Глава 7. Иван Горшков
Молодой дворянин Иван Федорович Горшков, не смотря на поздний час, все еще лежал в кровати под пологом. Он уже пробовал подняться, и даже надел поверх ночной рубахи тонкий батистовый вытертый на локтях халат, но тусклый свет, проникающий в узкое оконце из грязного петербуржского дворика, заставил его вернуться в кровать.
«До чего же дрянное утро!– подумал он, отворачиваясь от окна.– И это надо было столько времени ждать лета, чтобы получить эту тоскливую слякоть».

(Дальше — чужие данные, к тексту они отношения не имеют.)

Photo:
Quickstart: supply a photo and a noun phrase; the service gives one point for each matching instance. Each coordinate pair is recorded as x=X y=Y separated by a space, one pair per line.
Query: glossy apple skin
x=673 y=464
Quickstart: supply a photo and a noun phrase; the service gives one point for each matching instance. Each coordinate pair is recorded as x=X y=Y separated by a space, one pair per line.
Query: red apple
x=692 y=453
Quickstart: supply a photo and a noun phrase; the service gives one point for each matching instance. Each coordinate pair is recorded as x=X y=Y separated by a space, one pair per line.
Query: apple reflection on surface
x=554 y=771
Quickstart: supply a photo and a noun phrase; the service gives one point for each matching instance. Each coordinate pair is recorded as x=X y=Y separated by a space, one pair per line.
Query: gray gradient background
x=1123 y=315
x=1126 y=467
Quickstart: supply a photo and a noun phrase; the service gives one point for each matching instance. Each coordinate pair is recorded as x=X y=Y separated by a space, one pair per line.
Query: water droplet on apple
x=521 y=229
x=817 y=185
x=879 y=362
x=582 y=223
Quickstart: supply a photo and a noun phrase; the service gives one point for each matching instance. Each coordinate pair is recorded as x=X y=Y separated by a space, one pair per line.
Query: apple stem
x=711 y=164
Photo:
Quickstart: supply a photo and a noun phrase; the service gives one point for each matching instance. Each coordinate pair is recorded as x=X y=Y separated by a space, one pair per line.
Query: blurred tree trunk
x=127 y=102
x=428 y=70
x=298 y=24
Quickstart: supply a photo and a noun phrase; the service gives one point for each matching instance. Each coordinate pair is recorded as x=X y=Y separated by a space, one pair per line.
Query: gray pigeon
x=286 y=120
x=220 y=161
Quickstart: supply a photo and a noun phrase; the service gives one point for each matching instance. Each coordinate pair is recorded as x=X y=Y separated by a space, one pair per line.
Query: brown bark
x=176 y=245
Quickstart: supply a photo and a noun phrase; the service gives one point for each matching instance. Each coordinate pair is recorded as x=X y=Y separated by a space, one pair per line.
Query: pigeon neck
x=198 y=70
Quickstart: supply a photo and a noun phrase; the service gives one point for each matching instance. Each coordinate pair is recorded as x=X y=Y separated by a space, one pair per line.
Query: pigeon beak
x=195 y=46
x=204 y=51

Иван Федорович мечтал о деревне. Что может быть лучше родной Николаевки? Простор, воля, молоко, статные беспрестанно смеющиеся над каждым его остроумным (и не очень) словом, девки! И даже подобие «светского общества» там имеется, в виде нескольких семейств мелких помещиков. И даже дамы и девицы, пускай не первый сорт, пускай еще незначительней и бедней его, но отчего же не поволочится, пока молод?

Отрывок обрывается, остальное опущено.